An article published in the journal “Nature Communications” describes the diversity of the microbiome in the subsurface. A team of researchers at the Department of Energy’s Lawrence Berkeley National Laboratory (Berkeley Lab) and the University of Berkeley discovered it through the genetic analysis of more than 2,500 microbes found in samples of sediment and groundwater collected in Colorado. They revealed dozens of new branches of the tree of life.
The complexity of microbial life in the soil is poorly understood although it’s part of a biomass representing up to about one fifth of that total in the world. This means that scientists are continually discovering new species and their roles within their ecosystems. The ones found in the course of this research represent about 80% of bacterial phyla known but also others so different from the ones already known to have been classified into 47 totally new phyla.
The researchers have been conducting various experiments for years near the city of Rifle, Colorado, in order to stimulate the populations of microbes that are naturally present in very low quantities. Water samples from these experiments were sent to the Joint Genome Institute of the US Department of Energy for a genetic sequencing. This approach called metagenomics used exactly because prevents the loss of microbial diversity, unlike what happens when they’re grown in laboratory.
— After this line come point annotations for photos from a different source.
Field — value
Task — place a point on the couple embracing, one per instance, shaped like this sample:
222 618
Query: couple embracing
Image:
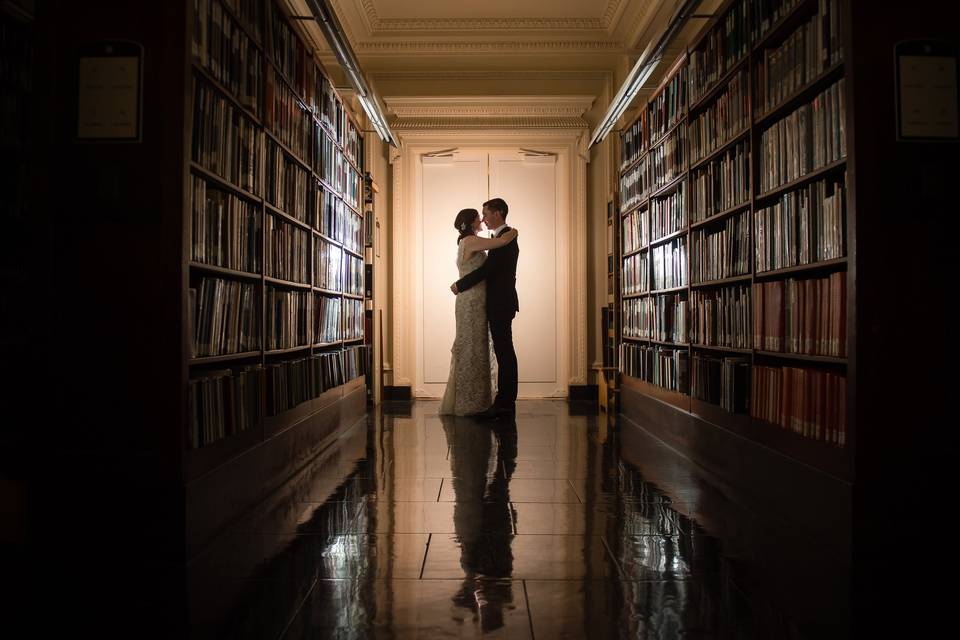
485 307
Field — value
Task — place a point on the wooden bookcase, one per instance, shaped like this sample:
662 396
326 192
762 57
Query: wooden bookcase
724 68
303 368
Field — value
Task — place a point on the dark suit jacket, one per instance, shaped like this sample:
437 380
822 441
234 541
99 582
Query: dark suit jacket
500 272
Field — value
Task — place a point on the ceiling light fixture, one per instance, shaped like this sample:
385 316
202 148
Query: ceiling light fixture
642 70
326 19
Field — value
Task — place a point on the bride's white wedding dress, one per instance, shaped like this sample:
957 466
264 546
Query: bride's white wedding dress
469 388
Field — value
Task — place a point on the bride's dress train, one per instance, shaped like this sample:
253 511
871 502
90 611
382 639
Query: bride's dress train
469 388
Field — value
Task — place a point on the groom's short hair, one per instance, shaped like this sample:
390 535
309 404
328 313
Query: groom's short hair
497 204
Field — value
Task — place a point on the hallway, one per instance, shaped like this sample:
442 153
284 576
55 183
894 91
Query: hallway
420 527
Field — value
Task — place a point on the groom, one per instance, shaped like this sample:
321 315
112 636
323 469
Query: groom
500 272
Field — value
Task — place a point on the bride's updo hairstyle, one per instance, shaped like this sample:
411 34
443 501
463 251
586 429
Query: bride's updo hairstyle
464 222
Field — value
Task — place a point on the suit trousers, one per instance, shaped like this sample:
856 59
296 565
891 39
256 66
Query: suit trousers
501 330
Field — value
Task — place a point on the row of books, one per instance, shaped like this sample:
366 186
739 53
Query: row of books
721 317
354 275
670 264
664 367
721 184
327 326
634 140
721 381
223 403
224 141
721 252
636 274
328 267
287 183
286 318
356 361
801 316
224 229
222 48
286 251
670 318
287 51
803 226
287 117
636 232
808 402
328 160
634 185
338 222
668 214
668 107
668 159
225 317
726 44
809 138
249 13
353 320
806 53
726 118
637 313
765 14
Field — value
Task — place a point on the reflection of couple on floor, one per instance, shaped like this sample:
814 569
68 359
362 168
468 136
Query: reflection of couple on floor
482 461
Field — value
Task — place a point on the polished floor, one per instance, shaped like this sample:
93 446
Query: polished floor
554 525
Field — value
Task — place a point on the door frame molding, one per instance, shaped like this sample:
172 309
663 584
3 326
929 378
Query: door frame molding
570 145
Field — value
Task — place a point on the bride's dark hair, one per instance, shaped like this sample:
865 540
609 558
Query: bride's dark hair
464 222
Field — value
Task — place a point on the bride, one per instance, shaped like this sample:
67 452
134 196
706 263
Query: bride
468 387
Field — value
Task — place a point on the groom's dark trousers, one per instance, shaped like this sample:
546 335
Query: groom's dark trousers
500 273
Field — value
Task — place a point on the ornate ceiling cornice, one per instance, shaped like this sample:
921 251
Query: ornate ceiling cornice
513 122
426 46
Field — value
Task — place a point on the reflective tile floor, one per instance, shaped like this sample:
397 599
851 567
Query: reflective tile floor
550 526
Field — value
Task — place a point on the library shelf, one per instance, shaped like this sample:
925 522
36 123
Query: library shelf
287 350
225 92
204 459
280 213
670 290
717 87
801 95
802 180
669 187
666 134
287 150
673 399
784 26
634 252
716 217
668 343
824 265
223 271
721 282
721 349
801 357
723 148
286 283
667 238
237 190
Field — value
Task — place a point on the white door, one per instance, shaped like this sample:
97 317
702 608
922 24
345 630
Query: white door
529 186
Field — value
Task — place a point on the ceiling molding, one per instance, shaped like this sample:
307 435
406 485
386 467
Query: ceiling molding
486 107
488 123
406 46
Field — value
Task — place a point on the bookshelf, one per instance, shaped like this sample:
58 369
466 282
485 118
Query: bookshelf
273 274
739 321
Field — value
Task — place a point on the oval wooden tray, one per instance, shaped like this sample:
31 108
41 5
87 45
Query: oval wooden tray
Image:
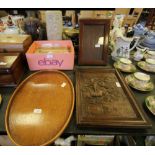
40 108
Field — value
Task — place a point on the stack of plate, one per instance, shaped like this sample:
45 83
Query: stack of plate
150 103
140 81
125 65
147 65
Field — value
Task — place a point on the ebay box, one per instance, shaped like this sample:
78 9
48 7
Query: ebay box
51 55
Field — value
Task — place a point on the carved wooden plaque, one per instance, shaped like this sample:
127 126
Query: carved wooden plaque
94 38
104 99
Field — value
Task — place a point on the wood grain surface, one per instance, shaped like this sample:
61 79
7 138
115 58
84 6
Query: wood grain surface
40 108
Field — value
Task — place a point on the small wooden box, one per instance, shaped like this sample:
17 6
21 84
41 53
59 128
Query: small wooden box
14 43
11 69
94 40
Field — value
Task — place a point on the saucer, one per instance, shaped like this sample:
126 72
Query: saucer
142 76
141 85
125 68
146 66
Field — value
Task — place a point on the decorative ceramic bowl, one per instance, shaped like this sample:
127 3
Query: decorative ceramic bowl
125 65
150 103
140 81
149 54
142 76
146 66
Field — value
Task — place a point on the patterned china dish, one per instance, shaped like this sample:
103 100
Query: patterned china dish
125 65
149 54
150 103
140 81
147 65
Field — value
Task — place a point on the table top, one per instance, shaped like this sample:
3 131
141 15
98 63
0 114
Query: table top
72 128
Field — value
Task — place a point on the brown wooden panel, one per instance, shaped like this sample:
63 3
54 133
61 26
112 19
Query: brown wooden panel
104 99
90 31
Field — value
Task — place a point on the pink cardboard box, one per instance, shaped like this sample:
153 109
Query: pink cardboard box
57 60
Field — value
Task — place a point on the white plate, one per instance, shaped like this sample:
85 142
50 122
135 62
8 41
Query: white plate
150 61
125 61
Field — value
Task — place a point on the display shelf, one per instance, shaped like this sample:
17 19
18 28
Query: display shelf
73 128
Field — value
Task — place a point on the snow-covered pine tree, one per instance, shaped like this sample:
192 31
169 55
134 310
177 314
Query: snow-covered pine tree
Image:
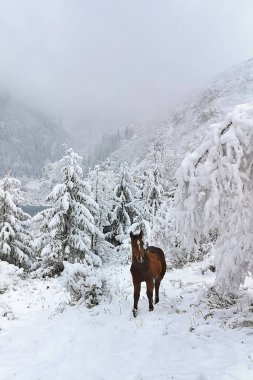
152 194
15 240
68 227
101 184
215 191
124 211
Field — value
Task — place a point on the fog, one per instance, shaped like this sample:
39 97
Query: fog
105 64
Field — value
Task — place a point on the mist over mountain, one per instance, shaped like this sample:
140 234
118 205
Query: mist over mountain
29 139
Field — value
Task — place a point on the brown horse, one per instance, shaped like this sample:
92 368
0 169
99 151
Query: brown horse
147 265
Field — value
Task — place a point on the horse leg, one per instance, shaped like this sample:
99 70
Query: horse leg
137 289
157 286
150 288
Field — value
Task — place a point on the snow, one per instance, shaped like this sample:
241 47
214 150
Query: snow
43 337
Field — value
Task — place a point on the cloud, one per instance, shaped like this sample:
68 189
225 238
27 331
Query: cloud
110 63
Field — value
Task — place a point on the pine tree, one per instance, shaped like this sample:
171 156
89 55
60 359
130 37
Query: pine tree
68 227
125 210
15 241
101 184
215 191
152 194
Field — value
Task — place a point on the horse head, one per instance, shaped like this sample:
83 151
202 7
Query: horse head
138 249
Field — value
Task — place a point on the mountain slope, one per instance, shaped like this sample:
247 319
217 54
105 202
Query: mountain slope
184 128
28 139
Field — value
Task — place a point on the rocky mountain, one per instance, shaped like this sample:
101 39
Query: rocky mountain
169 140
29 139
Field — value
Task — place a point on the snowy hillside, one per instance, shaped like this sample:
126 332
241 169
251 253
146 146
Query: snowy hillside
184 338
184 128
28 139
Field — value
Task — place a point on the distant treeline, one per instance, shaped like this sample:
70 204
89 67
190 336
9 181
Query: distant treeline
108 144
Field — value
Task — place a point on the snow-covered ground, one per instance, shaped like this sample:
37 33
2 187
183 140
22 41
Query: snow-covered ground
42 337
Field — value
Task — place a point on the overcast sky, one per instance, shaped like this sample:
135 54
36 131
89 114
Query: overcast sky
114 62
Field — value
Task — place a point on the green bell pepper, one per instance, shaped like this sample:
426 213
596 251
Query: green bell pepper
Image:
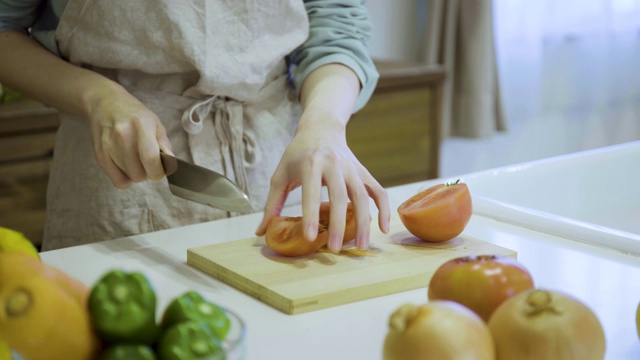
192 339
123 308
192 306
128 352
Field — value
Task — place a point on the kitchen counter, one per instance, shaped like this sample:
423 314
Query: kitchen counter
604 279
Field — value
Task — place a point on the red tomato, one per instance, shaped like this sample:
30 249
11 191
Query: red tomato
480 283
439 213
285 235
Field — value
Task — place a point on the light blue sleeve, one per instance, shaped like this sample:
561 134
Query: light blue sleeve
38 18
339 32
18 15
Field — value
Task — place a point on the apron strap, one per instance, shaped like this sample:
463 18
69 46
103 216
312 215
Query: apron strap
237 147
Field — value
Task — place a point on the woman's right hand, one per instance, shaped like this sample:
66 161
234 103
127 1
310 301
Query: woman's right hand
127 137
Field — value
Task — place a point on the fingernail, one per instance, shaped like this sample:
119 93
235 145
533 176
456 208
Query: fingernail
311 232
362 243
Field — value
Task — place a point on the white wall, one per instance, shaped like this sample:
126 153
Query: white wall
398 29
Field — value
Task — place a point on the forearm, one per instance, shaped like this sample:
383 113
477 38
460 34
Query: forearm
32 70
332 90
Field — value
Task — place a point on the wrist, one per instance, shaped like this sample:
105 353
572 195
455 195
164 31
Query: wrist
314 118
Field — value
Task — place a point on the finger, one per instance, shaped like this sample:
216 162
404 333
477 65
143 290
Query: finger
118 145
338 199
380 198
149 151
311 197
275 202
360 200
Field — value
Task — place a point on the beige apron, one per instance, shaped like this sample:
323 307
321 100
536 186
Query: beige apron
213 71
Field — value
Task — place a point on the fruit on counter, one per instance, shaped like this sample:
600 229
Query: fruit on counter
543 324
438 213
285 235
481 283
19 266
122 305
128 352
190 340
11 240
191 306
437 330
5 351
41 320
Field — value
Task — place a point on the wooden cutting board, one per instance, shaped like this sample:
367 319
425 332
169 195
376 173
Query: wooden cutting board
394 263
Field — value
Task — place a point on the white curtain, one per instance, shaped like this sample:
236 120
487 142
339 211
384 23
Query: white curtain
567 55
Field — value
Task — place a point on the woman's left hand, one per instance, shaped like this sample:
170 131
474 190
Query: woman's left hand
319 156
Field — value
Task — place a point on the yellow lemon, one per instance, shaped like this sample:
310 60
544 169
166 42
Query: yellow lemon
5 353
11 240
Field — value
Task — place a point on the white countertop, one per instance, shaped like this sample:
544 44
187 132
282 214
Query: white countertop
606 280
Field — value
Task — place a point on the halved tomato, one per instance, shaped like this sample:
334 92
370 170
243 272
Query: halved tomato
285 235
438 213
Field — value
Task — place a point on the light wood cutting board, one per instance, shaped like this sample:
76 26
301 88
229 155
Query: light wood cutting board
394 263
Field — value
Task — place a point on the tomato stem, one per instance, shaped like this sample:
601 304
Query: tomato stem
540 301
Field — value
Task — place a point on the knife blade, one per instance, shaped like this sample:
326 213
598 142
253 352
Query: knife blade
204 186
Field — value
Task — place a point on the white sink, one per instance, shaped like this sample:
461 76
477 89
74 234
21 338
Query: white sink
591 196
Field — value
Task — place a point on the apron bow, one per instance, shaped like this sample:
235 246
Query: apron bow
238 147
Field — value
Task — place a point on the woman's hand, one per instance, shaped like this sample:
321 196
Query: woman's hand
127 137
319 156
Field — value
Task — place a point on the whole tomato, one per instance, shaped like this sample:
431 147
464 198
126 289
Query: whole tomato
439 213
285 235
481 283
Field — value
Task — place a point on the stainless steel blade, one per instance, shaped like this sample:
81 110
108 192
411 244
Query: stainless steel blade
204 186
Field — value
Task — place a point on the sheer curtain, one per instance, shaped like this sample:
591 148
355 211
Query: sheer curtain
571 56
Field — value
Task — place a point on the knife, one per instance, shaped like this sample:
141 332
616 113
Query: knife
204 186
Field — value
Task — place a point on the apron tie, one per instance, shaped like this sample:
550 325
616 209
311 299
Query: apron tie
238 147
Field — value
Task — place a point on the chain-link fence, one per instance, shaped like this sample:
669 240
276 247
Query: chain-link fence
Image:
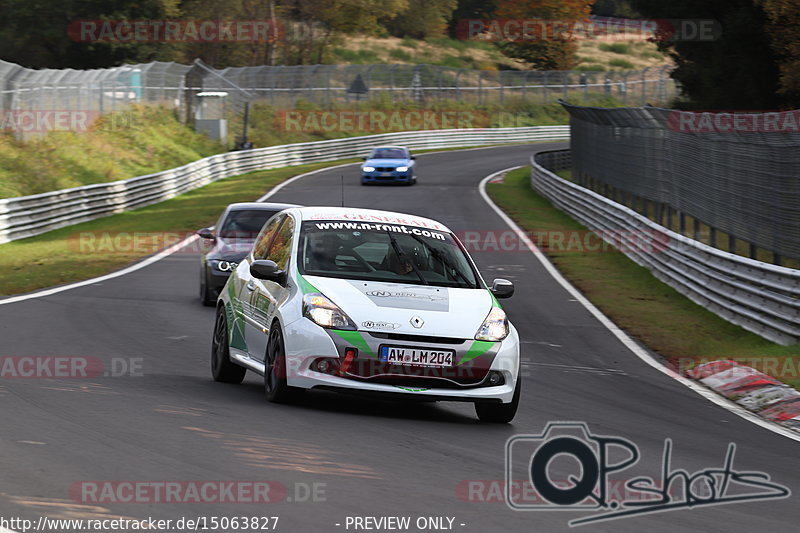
31 100
736 174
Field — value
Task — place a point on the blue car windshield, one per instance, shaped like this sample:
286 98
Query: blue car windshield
388 153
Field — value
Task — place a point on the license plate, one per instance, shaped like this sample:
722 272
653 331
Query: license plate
416 356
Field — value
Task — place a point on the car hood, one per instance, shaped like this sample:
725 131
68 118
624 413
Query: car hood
390 307
387 162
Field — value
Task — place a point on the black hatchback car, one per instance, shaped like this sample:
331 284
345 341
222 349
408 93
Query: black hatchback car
232 237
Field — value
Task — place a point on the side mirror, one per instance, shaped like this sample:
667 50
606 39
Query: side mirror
502 288
268 270
206 233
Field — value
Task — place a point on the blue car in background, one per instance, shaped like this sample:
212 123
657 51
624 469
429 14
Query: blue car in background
389 164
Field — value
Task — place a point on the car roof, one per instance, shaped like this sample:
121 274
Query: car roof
391 147
267 206
353 214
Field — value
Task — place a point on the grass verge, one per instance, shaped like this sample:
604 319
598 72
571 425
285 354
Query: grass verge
657 315
61 256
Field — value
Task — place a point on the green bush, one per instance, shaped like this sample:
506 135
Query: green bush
621 63
400 55
617 48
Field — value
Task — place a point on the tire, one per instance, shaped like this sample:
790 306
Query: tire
206 297
276 387
222 368
500 413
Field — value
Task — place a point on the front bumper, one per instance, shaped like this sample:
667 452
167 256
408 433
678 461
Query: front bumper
307 344
386 177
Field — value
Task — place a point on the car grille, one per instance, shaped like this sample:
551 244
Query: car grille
418 338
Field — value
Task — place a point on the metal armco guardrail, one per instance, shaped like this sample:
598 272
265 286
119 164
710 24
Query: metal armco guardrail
757 296
32 215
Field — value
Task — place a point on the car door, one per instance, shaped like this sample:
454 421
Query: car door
246 289
267 296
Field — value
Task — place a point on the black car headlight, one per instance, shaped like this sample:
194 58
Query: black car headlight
222 265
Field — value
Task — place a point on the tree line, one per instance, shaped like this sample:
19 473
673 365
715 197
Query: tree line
752 63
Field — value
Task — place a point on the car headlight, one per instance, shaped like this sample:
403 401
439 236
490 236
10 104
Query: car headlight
494 328
325 313
223 266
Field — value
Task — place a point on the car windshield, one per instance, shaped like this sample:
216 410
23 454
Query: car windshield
389 153
384 252
244 223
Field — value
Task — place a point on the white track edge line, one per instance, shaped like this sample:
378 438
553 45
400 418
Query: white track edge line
623 337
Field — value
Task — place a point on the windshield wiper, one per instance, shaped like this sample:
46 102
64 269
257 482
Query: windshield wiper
447 264
401 254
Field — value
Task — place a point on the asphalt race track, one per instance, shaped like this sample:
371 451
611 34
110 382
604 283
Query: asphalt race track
170 422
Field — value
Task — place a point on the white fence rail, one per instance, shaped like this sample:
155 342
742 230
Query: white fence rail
31 215
757 296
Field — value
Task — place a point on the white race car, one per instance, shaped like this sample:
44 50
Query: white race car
365 301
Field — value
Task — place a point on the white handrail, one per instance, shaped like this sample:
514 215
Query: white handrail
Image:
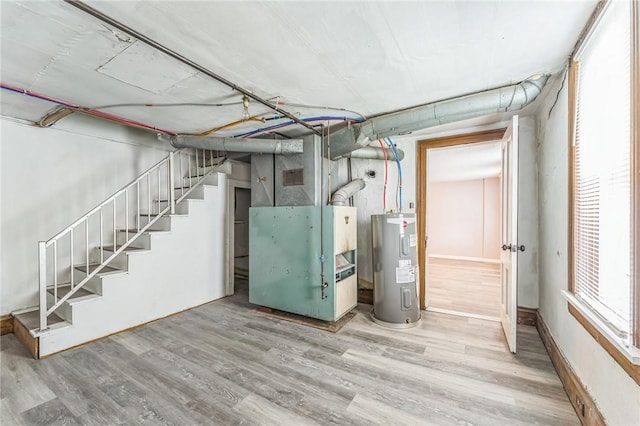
164 174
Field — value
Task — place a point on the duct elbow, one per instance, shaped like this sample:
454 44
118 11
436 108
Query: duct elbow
340 197
373 153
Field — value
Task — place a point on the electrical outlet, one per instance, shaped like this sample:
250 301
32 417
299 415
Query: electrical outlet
580 406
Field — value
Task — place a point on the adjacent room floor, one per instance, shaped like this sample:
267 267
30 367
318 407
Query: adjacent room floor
226 363
463 286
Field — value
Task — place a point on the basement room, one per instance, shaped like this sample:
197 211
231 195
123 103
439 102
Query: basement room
320 212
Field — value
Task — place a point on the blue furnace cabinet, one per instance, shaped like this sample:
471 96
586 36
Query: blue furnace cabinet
287 269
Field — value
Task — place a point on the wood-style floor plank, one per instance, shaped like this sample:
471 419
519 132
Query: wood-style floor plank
226 363
464 286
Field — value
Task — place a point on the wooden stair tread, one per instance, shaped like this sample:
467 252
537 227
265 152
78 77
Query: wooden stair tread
93 266
166 214
126 250
150 231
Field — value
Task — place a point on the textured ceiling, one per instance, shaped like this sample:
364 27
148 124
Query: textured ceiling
368 57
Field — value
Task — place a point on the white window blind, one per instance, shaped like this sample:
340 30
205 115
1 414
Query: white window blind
602 189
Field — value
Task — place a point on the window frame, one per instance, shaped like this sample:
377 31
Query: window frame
627 356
In the past there have been some studies focused on specific families of microorganisms, this time the goal was to obtain the genome of all the families of microbes present in the area in which the samples were taken. That also allows to reconstruct their metabolism and their roles within their ecosystems. Understanding the interactions among various organism is in the researchers’ opinion a key to understanding the biogeochemical cycles, meaning the paths followed by carbon, nitrogen, sulfur and hydrogen in the underground.
The diversity of the microorganisms discovered, which means among other things a considerable variety at the metabolic level, surprised the researchers, despite the fact that the team included scientists experienced in this type of research. Some of them were part of the team that discovered other 35 new phylum of bacteria, again in the site near Rifle, in a previous research which results were published in the journal “Nature” in June 2015. Some of them were also part of the team that studied microorganisms discovered in a variety of environments offering a broader vision of the tree of life in a research which results were published in the journal “Nature Microbiology”.
Those are research that are adding a lot of information about living organisms that exist today sometimes in great amounts but can be difficult to be detected and studied. The advances in genetic research now allow to discover amazing bodies and in recent years researchers have really been revolutionizing the tree of life.